Mantan Wakil Presiden Ke-10 dan Ke-12 Indonesia, Jusuf Kalla (JK), tiba-tiba bicara tentang sumber daya alam Indonesia, terutama nikel. Ia mengungkapkan banyak sumber daya alam Indonesia yang diambil oleh negara lain, termasuk China.
Ia menyoroti bagaimana seharusnya Indonesia bersikap percaya diri dan berjuang dalam penguasaan teknologi. “Kenapa kita selalu tidak percaya diri, kita bicara banyak hal, kita bicara nikel, 90% nikel ini dikuasai China karena mereka selalu menganggap teknologi adalah mereka. Kita selalu harga diri rendah, seakan-akan tidak bisa menguasai teknologi,” katanya dalam Economix FISIP UI, dikutip Selasa (28/11/23).
Padahal, lanjutnya, Indonesia memiliki sumber daya alam melimpah dalam bersaing dengan banyak negara lain. Indonesia pun mampu mengelola teknologi, misalnya dalam pengolahan dan pemurnian (smelter) bijih mineral.
Indonesia diperkirakan akan mengoperasikan 116 smelter pada beberapa tahun mendatang. Jumlah tersebut termasuk smelter yang sudah beroperasi, dalam masa konstruksi, dan direncanakan akan dibangun.
“Perusahaan itu membuktikan bahwa semua bisa dilaksanakan dengan teknologi dan kita bisa menguasai teknologi itu, smelter, apapun, listrik apa pun bisa kita kuasai,” kata JK JK pun kembali menegaskan perlunya kepercayaan diri dalam pengelolaan sumber daya alam tersebut.
“Sorotan mengenai dikurasnya SDA Indonesia oleh negara luar bukan hanya kali ini saja.

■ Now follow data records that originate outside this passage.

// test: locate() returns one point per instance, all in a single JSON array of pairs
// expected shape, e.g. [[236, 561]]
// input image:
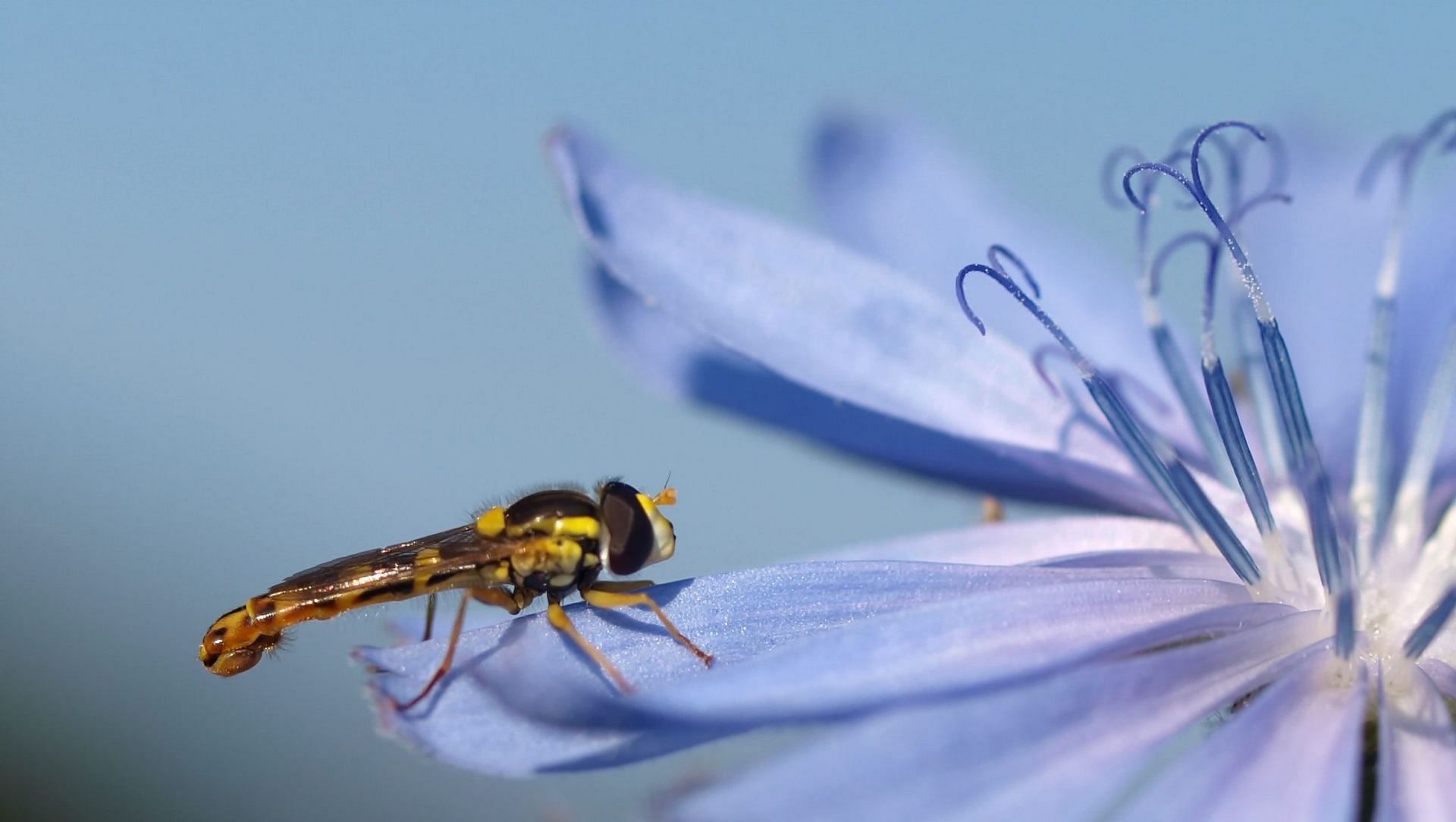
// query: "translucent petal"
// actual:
[[1292, 754], [689, 366], [1318, 259], [832, 321], [734, 616], [897, 191], [1063, 748], [982, 641], [1442, 676], [1417, 768], [1030, 540]]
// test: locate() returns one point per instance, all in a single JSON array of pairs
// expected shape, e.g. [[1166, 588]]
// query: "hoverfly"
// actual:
[[549, 543]]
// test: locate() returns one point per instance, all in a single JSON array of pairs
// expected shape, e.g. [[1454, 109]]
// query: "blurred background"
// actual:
[[287, 281]]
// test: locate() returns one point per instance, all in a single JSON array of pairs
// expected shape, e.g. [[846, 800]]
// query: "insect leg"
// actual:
[[444, 664], [599, 597], [495, 597], [558, 619], [622, 587], [430, 617]]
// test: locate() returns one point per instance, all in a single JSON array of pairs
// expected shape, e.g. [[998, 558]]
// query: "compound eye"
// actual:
[[629, 529]]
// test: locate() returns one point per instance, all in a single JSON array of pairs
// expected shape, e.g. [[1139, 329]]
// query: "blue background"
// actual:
[[287, 281]]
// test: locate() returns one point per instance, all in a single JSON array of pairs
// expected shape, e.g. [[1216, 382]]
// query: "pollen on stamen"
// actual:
[[1152, 456]]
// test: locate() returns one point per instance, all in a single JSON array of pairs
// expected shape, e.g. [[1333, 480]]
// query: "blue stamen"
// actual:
[[1369, 489], [1117, 378], [998, 250], [1166, 348], [1299, 441], [1153, 459], [1432, 625], [1215, 380], [1263, 392], [1110, 165], [1231, 156], [1410, 500]]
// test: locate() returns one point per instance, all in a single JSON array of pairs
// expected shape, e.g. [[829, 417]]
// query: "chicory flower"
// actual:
[[1254, 629]]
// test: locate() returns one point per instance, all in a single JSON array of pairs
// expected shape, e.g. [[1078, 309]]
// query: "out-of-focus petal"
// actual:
[[1063, 748], [688, 366], [1292, 754], [734, 616], [1417, 768], [1031, 540], [1318, 259], [921, 655], [471, 729], [1442, 676], [899, 193], [836, 322]]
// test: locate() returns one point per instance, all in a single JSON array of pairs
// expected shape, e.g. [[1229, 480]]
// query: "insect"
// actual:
[[549, 543]]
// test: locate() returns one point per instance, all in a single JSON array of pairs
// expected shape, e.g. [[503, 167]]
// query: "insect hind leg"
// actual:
[[603, 595]]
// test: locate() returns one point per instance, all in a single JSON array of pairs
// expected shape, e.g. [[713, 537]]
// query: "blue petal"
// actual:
[[897, 191], [1293, 754], [471, 728], [689, 366], [1442, 676], [1014, 627], [1417, 770], [839, 325], [1030, 540], [733, 616], [1318, 259], [1065, 748], [989, 642]]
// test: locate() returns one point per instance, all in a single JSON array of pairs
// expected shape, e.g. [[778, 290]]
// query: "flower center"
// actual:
[[1389, 579]]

Sebelumnya, Ekonom Senior Institute for Development of Economics and Finance (INDEF) Faisal Basri mengungkapkan keuntungan hari program kebanggaan pemerintahan Presiden Joko Widodo (Jokowi) yakni hilirisasi di Indonesia justru malah dinikmati oleh industri China.
Faisal juga mengatakan bahwa hilirisasi pada komoditas nikel di Indonesia yang mana memproses bijih nikel menjadi barang turunan seperti Nickel Pig Iron (NPI) dan fero nikel, sebanyak 99% produknya dikirimkan ke China.
Kendati demikian, Kementerian Koordinator Bidang Kemaritiman dan Investasi (Kemenko Marves) sempat mengklarifikasi klaim tersebut.
Deputi Bidang Koordinasi Investasi dan Pertambangan Kemenko Marves Septian Hario Seto sempat menjelaskan, Indonesia menikmati nilai tambah dari hilirisasi nikel hingga 53%.
Hal itu melalui perhitungan bahwa dari 100% nilai produk smelter, kontribusi bijih nikel adalah 40%, 12% laba operasi yang bisa dinikmati investor, dan 48% adalah sumber daya tambahan yang perlu dikeluarkan untuk mengolah bijih nikel tersebut.
“Berdasarkan hitungan tersebut, nilai tambah yang dinikmati oleh pihak LN (investor dan supplier) adalah 16% ditambah komponen laba operasi 12%, sehingga menjadi 28%.
“Sehingga, nilai tambah yang dinikmati oleh dalam negeri adalah 32% atau secara proporsi mencerminkan sekitar 53% (32% dibagi 32%+12%+16) dari seluruh nilai tambah hilirisasi nikel. Nilai tambah dalam negeri akan lebih besar jika pihak investor asing tersebut melakukan reinvestasi di dalam negeri, tidak lagi mendapatkan tax holiday atau bahkan ada keterlibatan investor lokal,” tandasnya.
Dengan begitu, Seto menilai bahwa angka yang dipaparkan olehnya lebih akurat dibandingkan data yang dipaparkan oleh Faisal. “Meskipun angka saya di atas adalah estimasi, tapi saya cukup yakin angka saya lebih akurat dibandingkan klaim Faisal Basri yang menyebutkan hanya 10% nilai tambah di dalam negeri yang dinikmati dari hilirisasi nikel ini,” tandasnya.